ビゴーに興味を持ったのも、諷刺というやはり中間的な彼の営みにあった。絵を描くのが好きというのもあった。だがそれ以上に、描くことが美的感覚を刺激すること以外のかたちで、世の中に直接働きかけることに惹かれた。私の思い描く人生は、気楽でそれなりに充実したものであった。

本書によれば、ビゴーはなにも、「気楽に」仕事をしていたわけではないらしい。居留地外国人の既得権(治外法権)を守るために働きかけ、日本の画壇で生きていこうとそれなりに努力したようだ。しかし念願叶わず、20年弱の日本在住ののちフランスに帰国する。あとには風刺から日本人の習俗にいたるまで、数千点の作品が残された。

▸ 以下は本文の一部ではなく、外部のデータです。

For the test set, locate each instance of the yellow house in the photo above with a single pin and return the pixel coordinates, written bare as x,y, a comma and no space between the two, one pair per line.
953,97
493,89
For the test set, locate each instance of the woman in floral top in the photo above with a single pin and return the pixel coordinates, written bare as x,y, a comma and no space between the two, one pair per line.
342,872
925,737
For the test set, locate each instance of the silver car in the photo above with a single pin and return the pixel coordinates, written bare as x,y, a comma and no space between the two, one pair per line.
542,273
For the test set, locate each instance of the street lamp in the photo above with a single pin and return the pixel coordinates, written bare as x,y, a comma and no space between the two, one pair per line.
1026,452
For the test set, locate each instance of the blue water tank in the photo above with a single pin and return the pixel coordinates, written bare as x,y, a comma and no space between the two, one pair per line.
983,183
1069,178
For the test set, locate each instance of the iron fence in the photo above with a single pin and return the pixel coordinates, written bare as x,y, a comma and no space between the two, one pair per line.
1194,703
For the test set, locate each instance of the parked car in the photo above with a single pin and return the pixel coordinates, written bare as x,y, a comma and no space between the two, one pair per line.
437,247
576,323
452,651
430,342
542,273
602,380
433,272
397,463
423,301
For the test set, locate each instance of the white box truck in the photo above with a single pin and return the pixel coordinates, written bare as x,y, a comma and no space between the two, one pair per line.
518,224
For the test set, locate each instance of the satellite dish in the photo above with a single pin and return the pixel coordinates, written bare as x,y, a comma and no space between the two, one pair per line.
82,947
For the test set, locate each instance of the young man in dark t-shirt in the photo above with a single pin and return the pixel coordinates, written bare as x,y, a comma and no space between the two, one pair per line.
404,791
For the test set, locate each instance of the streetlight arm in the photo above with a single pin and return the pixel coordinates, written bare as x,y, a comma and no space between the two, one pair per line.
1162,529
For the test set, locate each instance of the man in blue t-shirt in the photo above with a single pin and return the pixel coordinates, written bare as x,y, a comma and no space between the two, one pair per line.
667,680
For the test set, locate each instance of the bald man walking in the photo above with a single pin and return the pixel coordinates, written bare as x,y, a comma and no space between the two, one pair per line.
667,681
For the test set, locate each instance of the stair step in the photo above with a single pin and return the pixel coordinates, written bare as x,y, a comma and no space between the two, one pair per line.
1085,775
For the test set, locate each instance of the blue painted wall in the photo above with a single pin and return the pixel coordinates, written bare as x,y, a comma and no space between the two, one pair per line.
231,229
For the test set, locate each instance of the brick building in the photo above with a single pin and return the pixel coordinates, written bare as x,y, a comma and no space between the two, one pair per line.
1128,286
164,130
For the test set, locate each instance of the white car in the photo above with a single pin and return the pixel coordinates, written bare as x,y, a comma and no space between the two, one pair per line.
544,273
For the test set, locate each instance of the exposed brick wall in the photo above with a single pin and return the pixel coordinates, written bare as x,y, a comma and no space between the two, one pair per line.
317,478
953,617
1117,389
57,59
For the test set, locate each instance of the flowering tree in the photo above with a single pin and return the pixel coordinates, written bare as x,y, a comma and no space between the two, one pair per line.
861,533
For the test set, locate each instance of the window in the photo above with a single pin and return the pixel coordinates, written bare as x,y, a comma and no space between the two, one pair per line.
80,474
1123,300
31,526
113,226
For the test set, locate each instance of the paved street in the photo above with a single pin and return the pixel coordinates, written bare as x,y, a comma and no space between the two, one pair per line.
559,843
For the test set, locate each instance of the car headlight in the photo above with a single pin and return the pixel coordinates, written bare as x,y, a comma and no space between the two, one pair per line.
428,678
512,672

本書を開国後急速に変化していった日本の通俗史として読むなら、それなりに面白い読みものだと思う。肌の露出に対する恥らいの意識や坐りかたについてなど、うはーなるほどなと。しかし、ビゴーがなにを考えどう生きたのか、どうも煮え切らない。たとえば、ビゴーは日本人をどのように認識していたのか。「近代化によって人間としての品性を失っていくひとびと」と単純に割りきった像でいいのか。日本を離れるとき、彼の心は失望でまるまる満たされていたのか。落胆と侮蔑の思い、それと社会的に地位の低い人たちに向けたれたヒューマニズムは、彼の内奥でもっと複雑に絡みあっていたのではないか。

著者が、現在の移りゆく世相に対する自分の認識をビゴーに重ねるのあまり、人間としての生々しい姿をえぐり出せていないように思う。